The VC then presented some options for ‘action’:
1. continue to keep UCT shut down for one-two weeks (or even longer) to “cool off” while he and his team try to resume engagement with protesters;
2. agree to participate in the ‘forum’ subject to unlinking it to the structure of the original TRC and having it controlled by unbiased mediators;
3. resume limited or “hybrid?” university functioning on Monday (26 September) in certain relatively easily managed sectors with protection by limited private security; and
4. re-open UCT completely and, if necessary, supplement private security with police personnel who would prevent disruption, violence and destruction and perhaps take provocateurs into custody.
He then stressed that prolonged closure of UCT could totally undermine successful completion of undergraduate education for 2016, but that use of security personnel might drive ambivalent students to become intimidators.
Then the meeting was opened for questions and discussion. The overwhelming majority of those present want UCT re-opened and intimidation and violence to cease, and most opposed pardoning the ‘five’ unapologizing miscreants.
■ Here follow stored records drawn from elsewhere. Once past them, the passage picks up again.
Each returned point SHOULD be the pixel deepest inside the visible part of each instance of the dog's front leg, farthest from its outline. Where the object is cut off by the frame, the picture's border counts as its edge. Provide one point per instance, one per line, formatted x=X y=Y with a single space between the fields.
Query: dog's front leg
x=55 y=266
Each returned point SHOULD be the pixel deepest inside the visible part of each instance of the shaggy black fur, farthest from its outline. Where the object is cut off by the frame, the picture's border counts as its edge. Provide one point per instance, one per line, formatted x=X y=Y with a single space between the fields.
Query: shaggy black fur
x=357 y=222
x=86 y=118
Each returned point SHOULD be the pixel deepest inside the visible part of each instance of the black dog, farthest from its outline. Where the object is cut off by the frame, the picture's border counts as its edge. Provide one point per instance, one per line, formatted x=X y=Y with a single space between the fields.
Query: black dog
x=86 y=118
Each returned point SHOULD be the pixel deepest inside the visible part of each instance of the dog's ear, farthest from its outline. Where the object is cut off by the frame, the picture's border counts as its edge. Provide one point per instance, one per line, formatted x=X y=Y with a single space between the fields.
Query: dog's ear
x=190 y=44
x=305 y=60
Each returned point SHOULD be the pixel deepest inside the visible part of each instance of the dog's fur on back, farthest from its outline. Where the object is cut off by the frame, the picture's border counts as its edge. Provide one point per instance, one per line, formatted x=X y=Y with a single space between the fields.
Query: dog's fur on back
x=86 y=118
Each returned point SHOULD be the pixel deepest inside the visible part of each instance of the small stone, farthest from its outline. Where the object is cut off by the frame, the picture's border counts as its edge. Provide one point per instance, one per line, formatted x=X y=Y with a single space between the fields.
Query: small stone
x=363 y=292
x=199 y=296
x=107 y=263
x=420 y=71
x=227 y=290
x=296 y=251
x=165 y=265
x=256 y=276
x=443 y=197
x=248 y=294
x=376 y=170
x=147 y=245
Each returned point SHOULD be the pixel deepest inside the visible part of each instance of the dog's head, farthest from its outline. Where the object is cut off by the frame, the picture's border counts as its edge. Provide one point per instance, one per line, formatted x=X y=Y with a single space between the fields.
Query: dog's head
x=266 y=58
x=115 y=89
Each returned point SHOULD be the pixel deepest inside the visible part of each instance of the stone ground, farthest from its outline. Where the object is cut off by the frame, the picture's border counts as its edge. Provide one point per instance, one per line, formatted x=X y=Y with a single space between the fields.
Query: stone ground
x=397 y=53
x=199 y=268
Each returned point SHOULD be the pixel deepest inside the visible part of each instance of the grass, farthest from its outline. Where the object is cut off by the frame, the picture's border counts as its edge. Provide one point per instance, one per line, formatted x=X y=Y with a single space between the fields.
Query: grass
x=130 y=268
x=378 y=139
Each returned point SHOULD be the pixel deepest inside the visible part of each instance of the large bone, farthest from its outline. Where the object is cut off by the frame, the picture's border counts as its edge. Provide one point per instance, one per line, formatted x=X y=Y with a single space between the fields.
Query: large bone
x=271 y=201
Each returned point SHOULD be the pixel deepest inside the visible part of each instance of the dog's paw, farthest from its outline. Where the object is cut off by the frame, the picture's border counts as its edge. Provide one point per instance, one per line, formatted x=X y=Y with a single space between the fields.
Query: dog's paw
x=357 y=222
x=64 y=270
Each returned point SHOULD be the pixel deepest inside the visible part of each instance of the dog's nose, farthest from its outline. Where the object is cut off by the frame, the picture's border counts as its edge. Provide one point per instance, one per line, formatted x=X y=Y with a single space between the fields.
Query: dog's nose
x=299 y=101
Several academics passionately recounted incidents of personal intimidation and that of other colleagues and students desperately wanting to teach be taught and study. One ‘Black’ female academic in particular, who heads a committee involving UCT’s transformation, said that the UCT Executive was “all talk and no action” and highlighted the revolting, sexist behaviour of male protesters who disrupted her lectures.
Virtually all the discussants supported the use of security personnel to ensure the safety of lecturers and students. When I asked if he would consider a UCT Community-wide, anonymous survey to discover the ‘true’ views of self-identified sectors (e.g. by ‘race’, sex/sexual identity, age, association – student/academic-support-staff/alumnus/donor) on a range of questions relating to UCT’s future he demurred. He gave two justifications. The demographics of the ‘community’ might produce a biased result.
Members of the community might resent being asked to ‘self-identify’. He then referred to considering the needs of community members who self-identify by biological gender and sexual selfhood. So, in one ‘context’, self-identification is misleading and in others it’s central.
Finally, one academic with knowledge of contractual law warned the VC that disgruntled students and parents might sue UCT to recover fees paid if students failed to progress or graduate.
I now (25/9/2016) see that the VC has decided to suspend teaching and close UCT libraries while staff “continue operations” until at least 30 September. In short, the demand of a handful of self-identified, unapologetic criminals for exoneration for their acts, supersedes the needs of a community of educators, support staff and scholars (and the parents who have sacrificed so much for their children) - not to mention the desires of donors who have invested in Africa’s premier academic centre of freedom.